Tuesday, December 25, 2012

Why God Was Born

The Nativity of Our Lord
Christmas Day
December 25, 2012
In the Nicene Creed we declare that the Son of God was begotten, not made. Jesus is true God. He is eternal. He has never had a beginning. He was not created, He is the Creator.

When we think of Christmas we think of Jesus being born. We think of God coming to earth as a man, and that by being born as a baby.

But we usually don’t think in terms of God being born. Jesus was born. But God? How could God be born when God had no beginning; when He’s eternal? We all have been born. We’re not eternal. We all have had a beginning.

Jesus was born in the same we were. But He was begotten, not made. He was conceived, hanging out in Mary’s womb for nine months, and born—and yet was God through it all. God was born.

In the Gospel reading for Christmas Day the apostle John, inspired by the Holy Spirit, makes no attempt to explain this. Simply to declare it. In the beginning was the Word and the Word was with God and the Word was God. And the Word became flesh and dwelt among us. The Word was God; the Word became flesh. The eternal God was born.

God did not tell us this with a need to explain it to us. He has no compulsion to tell us how. But He delights in telling us why. Jesus was conceived by the Holy Spirit, born of the Virgin Mary, and the Creed goes on to tell us why: He suffered, died, and was buried.

God was born in order to die. God became a man to deliver man. God who has no beginning entered the creation He brought into being.

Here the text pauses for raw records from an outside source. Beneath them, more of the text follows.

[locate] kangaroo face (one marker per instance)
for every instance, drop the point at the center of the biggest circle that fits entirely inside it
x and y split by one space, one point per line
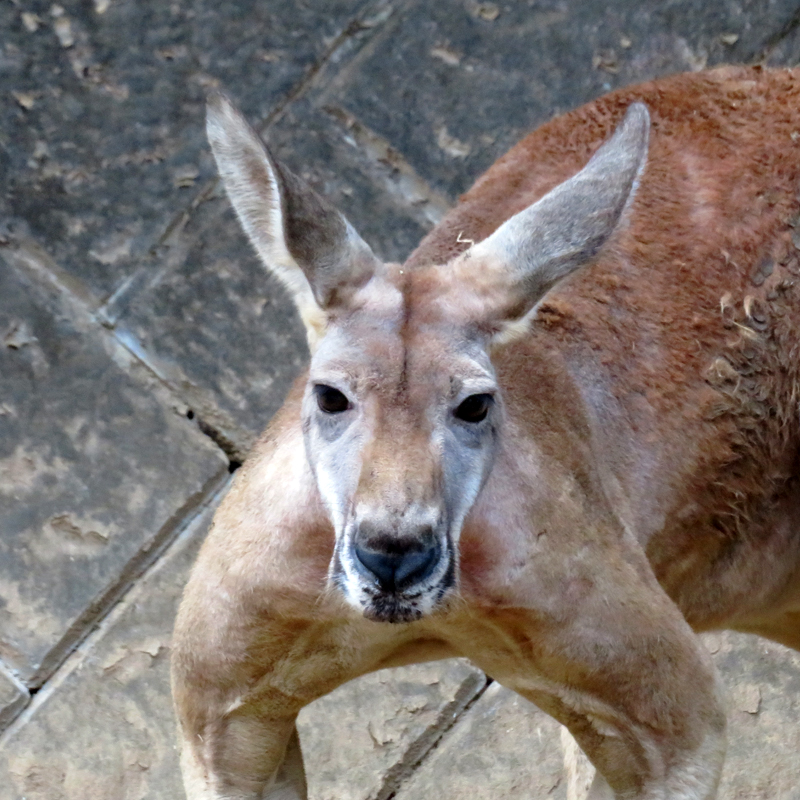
400 419
402 415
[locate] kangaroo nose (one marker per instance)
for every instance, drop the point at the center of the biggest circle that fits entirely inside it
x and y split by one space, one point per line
398 564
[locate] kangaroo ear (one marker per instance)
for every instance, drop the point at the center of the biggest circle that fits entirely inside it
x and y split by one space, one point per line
540 246
299 236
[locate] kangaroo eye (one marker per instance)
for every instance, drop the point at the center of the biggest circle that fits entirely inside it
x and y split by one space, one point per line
330 400
474 408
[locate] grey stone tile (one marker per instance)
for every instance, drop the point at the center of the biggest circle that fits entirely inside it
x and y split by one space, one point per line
762 683
452 85
211 320
505 747
103 728
502 747
96 466
361 741
13 696
101 125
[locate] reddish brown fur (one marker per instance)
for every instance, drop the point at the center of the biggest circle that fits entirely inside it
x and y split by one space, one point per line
716 205
650 437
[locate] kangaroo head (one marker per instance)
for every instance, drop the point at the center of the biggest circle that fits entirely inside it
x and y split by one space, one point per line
402 414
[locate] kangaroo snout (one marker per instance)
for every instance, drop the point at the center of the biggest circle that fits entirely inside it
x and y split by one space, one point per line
396 562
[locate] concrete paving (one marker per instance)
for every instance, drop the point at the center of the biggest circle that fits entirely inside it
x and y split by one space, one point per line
142 348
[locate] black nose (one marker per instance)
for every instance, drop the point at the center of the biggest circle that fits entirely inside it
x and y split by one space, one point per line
398 564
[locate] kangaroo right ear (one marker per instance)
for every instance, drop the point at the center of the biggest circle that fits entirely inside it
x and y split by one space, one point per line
300 237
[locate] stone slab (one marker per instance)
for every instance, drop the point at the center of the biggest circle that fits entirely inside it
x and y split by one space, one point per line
502 747
214 324
96 466
363 740
101 125
103 727
13 696
762 682
505 747
453 84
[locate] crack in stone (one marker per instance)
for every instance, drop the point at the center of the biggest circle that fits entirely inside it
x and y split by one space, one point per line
470 691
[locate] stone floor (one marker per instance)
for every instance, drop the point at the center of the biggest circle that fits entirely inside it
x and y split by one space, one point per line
142 348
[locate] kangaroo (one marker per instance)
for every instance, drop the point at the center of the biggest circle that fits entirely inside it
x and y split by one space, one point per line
560 440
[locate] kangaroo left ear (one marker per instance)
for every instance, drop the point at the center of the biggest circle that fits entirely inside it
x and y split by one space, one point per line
301 238
535 249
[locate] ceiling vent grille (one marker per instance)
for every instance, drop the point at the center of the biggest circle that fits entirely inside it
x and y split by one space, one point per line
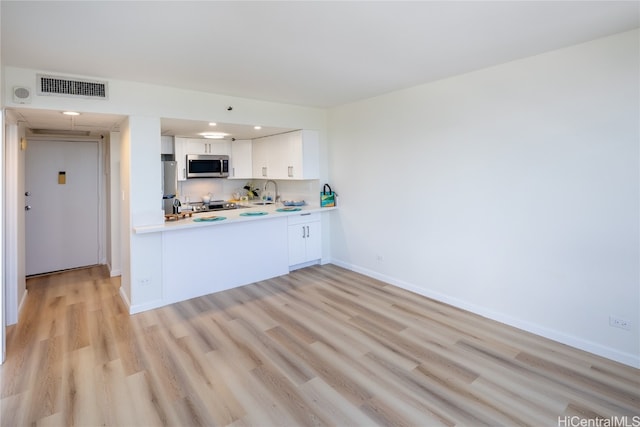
54 85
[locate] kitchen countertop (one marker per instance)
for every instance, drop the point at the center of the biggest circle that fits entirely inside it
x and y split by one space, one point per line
232 217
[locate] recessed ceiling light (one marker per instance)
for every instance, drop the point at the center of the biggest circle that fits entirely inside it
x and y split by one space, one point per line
214 135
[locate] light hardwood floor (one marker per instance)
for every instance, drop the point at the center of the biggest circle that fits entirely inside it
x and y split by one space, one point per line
320 346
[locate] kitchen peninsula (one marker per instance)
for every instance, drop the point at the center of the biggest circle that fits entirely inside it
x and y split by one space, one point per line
203 257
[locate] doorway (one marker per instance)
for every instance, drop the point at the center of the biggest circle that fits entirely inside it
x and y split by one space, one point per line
62 221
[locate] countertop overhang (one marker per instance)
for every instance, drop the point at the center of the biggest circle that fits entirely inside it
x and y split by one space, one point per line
232 216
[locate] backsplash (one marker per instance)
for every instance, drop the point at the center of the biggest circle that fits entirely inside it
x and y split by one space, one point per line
223 189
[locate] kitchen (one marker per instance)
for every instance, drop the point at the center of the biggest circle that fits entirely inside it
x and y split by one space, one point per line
267 218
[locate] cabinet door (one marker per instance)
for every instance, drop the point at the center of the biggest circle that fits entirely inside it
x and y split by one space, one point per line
180 146
207 146
297 244
241 164
313 242
166 146
197 146
278 156
259 153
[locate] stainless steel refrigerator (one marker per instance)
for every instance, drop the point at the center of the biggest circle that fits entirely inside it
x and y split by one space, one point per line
170 187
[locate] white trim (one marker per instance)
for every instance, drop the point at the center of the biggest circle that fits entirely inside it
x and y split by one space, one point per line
3 322
139 308
629 359
22 301
123 295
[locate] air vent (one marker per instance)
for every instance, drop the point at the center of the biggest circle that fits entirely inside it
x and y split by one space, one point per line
54 85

God was born.

And something we really can’t wrap our minds around, God died. This is why He came, why He was born at Christmas. In order to go to Jerusalem, where there was a cross. He was born in order to die.

And even as God has no beginning, He also has no end. He is eternal. So how could it be that on the cross God died? We say and hear all the time that Jesus died on the cross. Jesus is God and He is man. He was nailed to a cross and He died. His life was snuffed out of Him.

But if it is hard to grasp that God was born, how much harder that God died? When we deal with the things of God, the things He has given us in His Word, we are always a step away from going against what He has given us to believe. To believe that God was born could easily lead you into the error that God had a beginning. That Jesus is not true God.

That’s why we must not seek out how to understand it but simply rejoice in it. Jesus is God and He was born. Think in terms of how Mary and Joseph saw it on that night Mary gave birth to Jesus. Undoubtedly they knew that He was no ordinary boy. That they didn’t fully understand exactly what it meant that He was no ordinary boy is safe to assume.

But the point here is that Mary’s Son was born. She and Joseph were not marveling that God was born. But they were marveling at God’s grace. They were rejoicing in new life and that they were privileged to be part of it. Later on that night after a visit from some shepherds who told them amazing things about just who this little baby was, Mary pondered all these things in her heart.

Not long after that she would learn from Simeon that He would be pierced and no doubt Mary pondered long and hard about her child given to her from God.

God was born and Mary was one recipient of the grace that came about through this birth from her very own womb. As she many years later would stand and watch her Son give His life on the cross she would witness the very reason her Son was born. She would eventually come to see that her Son was the very Son of God, as the Gospel reading says, “The only Son from the Father, full of grace and truth.”

This is where what John has told us in the Gospel reading is so valuable. Mary and Joseph didn’t need to understand everything as it was unfolding. As it unfolded they saw more and more who Jesus was, how God had come in the flesh. We look back now upon the birth, upon the suffering, upon the death, upon the resurrection of Jesus, and we see more and more who He is, why He was born, why He did all of that.

And we fill our lives up with that, because that’s what our lives will be filled up with for eternity. God will be there. In fact, God, in the flesh, will be there. Jesus, the one who is true God and true man, will be there, in the flesh. Full of grace and truth. The one who is eternal and who was born. The one who died and the one who rose. The one who did all of this for you.

Which brings us to one more thing on Christmas Day. On this day we obviously celebrate the birth of Christ. But even as we marvel that God was born; and as we rejoice in why, that God the Son died on the cross for all our sins; that’s not all. On Christmas Day we celebrate something else as well. We celebrate another birth. This is the birth that was brought about through God being born. As the Gospel reading says, “But to all who did receive him, who believed in his name, he gave the right to become children of God, who were born, not of blood nor of the will of the flesh nor of the will of man, but of God.”

Why was God born? So that you could be born. The Creator, the one who brought you into existence, is your Savior, the one who gives you new birth. God, who is a spiritual being, became flesh, so that you who are flesh could be born of God.

And even though you had a beginning, you will have no end. You will live eternally because you have been born of God. You have been brought into the life of God through the amazing events of God being born, living, dying, and rising, all for you, all for your eternal life. Amen.